If you are living together and have children then you have parental responsibility if:
- You are the child’s birth mother
- You are the child’s father and your name is on the child’s birth certificate (for births registered after 1/12/03)
- You subsequently marry the child’s mother
- You enter into a Parental Responsibility Agreement
- You get a Parental Responsibility Order from the court
If you separate you can make an informal arrangement between yourselves for contact with the children. If you can’t reach an agreement then you can apply to the court for a child arrangements order but you would usually be required to attempt mediation with a Family mediator before issuing court proceedings in the hope that agreement can be reached unless there is a very good reason not to attend mediation.

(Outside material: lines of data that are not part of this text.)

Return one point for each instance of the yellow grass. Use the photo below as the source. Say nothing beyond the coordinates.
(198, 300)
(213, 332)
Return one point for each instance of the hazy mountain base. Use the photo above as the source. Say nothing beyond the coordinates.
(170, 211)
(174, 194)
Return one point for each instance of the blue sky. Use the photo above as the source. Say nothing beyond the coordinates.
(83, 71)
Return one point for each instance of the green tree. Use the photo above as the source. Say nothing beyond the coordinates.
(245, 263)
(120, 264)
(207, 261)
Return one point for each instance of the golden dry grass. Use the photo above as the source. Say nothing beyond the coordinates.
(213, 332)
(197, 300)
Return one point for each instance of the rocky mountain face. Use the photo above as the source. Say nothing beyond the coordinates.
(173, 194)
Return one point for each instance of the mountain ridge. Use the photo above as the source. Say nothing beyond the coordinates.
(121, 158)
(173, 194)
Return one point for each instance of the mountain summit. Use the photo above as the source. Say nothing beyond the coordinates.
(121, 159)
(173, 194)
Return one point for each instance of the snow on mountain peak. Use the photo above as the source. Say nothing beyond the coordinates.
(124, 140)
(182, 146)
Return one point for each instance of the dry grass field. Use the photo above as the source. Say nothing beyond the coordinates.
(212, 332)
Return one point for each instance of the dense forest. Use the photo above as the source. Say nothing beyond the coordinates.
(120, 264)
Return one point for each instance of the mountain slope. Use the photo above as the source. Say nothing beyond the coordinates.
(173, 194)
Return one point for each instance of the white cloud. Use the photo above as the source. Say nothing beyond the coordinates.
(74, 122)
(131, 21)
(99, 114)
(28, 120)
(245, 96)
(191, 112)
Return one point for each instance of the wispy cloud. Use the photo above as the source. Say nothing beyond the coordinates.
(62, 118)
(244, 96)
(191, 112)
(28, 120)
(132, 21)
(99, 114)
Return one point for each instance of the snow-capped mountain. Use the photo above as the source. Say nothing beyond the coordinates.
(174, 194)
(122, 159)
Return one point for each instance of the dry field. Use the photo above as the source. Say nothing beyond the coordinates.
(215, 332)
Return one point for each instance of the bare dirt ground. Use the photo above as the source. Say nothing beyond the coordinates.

As parents you are both financially responsible for supporting your children, whether you are married, in a civil partnership, living together or are separated. As a father you have financial responsibilities even if you are not named on the child’s birth certificate; the same is true if you are a mother and if your child lives with their father.
If your partner does not have a will and dies then you, as the surviving partner will not automatically inherit anything, apart from a jointly owned property. Each partner has to make a will if they want the other partner to inherit anything. If you do inherit property or money then, unlike with married couples, you will not be exempt from Inheritance Tax, assuming that the value of your estate exceeds the inheritance tax threshold.
If your partner dies with debts in their name only then you have no liability for those debts, unless you acted as guarantor. You may be responsible for debts in joint names.
If you are the unmarried partner of a tenant then you normally have no rights to stay on the property if the tenant asks you to leave, so joint tenancy is usually preferable.
If you are unmarried and own a home then things can get complicated. If you are the sole owner then you have the right to stay in the home, although your partner might be able to claim a ‘beneficial interest’. However, if you don’t own the home, you might be asked to leave.
If you own a property jointly, there are two different ways of holding that property. These are as Beneficial Joint Tenants or Tenants in Common. The most common but not necessarily the most advisable is to hold the property as Beneficial Joint Tenants. You are each deemed to have a 50% share of the property. The effect of this is that if you die your partner will inherit your share of the property and will retain their own share.
The other option is to hold the property as tenants in common. If you choose this option then you can either hold the property in equal or unequal shares. This may be a suitable arrangement if one of you is investing more money in a property than the other. If you hold a property as tenants in common, if one of you dies then the deceased person’s share of the property does not pass to the surviving partner. It is therefore imperative that you both make a will so that you can ensure that your chosen beneficiaries benefit from your share of the property in the event of your death. This could be your partner or it could be others such as children from a previous relationship or other family members. If you do not make a will, your share will pass to your next of kin in the event of your death. This may not be what you intended.
If you have children then there are further complications as in some circumstances it is possible to delay a sale of a property if you have dependent children who are living in it.
Unlike a married couple, if you are living together you will not automatically be recognised as next of kin - it all depends on the organisation you are dealing with, such as a hospital or insurance company.